# Arnotts Furniture going to penalties: when you cant take delivery.



## gabbo (10 Oct 2009)

Hello,

Would like some advice as to my rights in this scenario. We purchased a couch in Arnotts about 2 weeks ago. Paid the amount in full and they attempted to deliver it last week. Delivery guys took one look at the hall door (which is a standard hall door) and said "no chance". Couch is 2.6m long, one piece.
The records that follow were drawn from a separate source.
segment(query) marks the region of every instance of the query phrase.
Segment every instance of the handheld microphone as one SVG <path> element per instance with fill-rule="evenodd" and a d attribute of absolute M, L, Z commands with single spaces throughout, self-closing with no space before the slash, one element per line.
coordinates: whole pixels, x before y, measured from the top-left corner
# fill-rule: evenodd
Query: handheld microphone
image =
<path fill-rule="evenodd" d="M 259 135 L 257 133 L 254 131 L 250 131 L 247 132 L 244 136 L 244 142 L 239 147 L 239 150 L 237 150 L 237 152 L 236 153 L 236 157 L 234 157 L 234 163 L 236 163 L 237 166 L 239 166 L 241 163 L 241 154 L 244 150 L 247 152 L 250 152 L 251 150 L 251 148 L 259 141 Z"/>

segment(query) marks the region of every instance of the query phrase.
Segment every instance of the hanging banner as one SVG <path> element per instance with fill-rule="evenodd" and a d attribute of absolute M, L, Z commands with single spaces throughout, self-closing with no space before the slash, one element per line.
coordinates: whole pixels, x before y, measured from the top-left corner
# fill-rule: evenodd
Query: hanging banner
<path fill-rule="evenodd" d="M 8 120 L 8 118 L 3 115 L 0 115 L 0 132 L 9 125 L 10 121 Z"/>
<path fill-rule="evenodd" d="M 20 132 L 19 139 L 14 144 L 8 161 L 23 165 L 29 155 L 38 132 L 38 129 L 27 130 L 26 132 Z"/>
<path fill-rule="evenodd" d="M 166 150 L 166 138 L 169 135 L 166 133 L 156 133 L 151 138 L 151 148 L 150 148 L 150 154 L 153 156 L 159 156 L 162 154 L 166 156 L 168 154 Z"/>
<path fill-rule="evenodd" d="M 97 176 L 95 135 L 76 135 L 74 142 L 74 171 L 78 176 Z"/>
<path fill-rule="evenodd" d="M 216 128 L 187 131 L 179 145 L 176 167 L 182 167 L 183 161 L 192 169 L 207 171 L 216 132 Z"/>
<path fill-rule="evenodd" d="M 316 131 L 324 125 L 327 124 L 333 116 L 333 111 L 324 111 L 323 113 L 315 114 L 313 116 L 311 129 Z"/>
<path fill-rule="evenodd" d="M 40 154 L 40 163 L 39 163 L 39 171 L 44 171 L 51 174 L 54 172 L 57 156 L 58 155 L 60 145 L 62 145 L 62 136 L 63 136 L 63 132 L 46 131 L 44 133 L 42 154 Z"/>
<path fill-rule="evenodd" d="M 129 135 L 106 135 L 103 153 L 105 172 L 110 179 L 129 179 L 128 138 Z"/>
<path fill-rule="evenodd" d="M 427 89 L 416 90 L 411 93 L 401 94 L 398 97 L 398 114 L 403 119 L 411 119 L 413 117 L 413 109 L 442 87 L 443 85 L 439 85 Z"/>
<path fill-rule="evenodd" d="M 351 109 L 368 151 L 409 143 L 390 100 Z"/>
Went in to Arnott's Furniture and talked to same salesman we purchased from. Told him the only other couch we were interested in was 300 more (but was in two pieces). He said he would see if he could do anything for us next week but said 
"you know, I'm trying to help you, I don't want you to have to pay the penalties". 
"Sorry, what penalties?" I replied. 
"Penalties since you couldn't take delivery. Delivery is your responsibility, you don't want to go there with the penalties", he stated.

I replied that he didn't want to go there, that he sold us a couch and we asked "will this fit through a standard door" to which his answer was yes.

I didn't lose the cool with him, as perhaps they will come half way on the difference to the other couch next wek, but surely he's talking rubbish and just trying to scare us?

On another, somewhat unrelated event, when paying same salesman he said "there's nothing on it" when handed a wedding present voucher card. I was sure there was, so after paying in cash, went down to customer service to enquire further - "oh yes, 100 euro on that card". He refunded the extra 100 cash we had to pay when told of the error, but wasn't too pushed about what was a fairly serious mistake.

I was warned twice by two friends about Arnott's furniture (more about their delivery timelines), I'm beginning to regret ever going in there.

If this nasty salesman tries to get us to pay penalties next week, is he trying it on?


----------



## mercman (10 Oct 2009)

*Re: Arnotts Furniture going to penalties*

So it's Arnotts and in particular the salesman's fault that they all didn't know your house and the fact that you didn't have precise measurements and information.

Now you regret going to Arnotts. There are many thousands of customers that are very happy they went to Arnotts and many more that regret not doing so. Think about the people that went to Jim Franeys, paid for the goods and the crown went bust.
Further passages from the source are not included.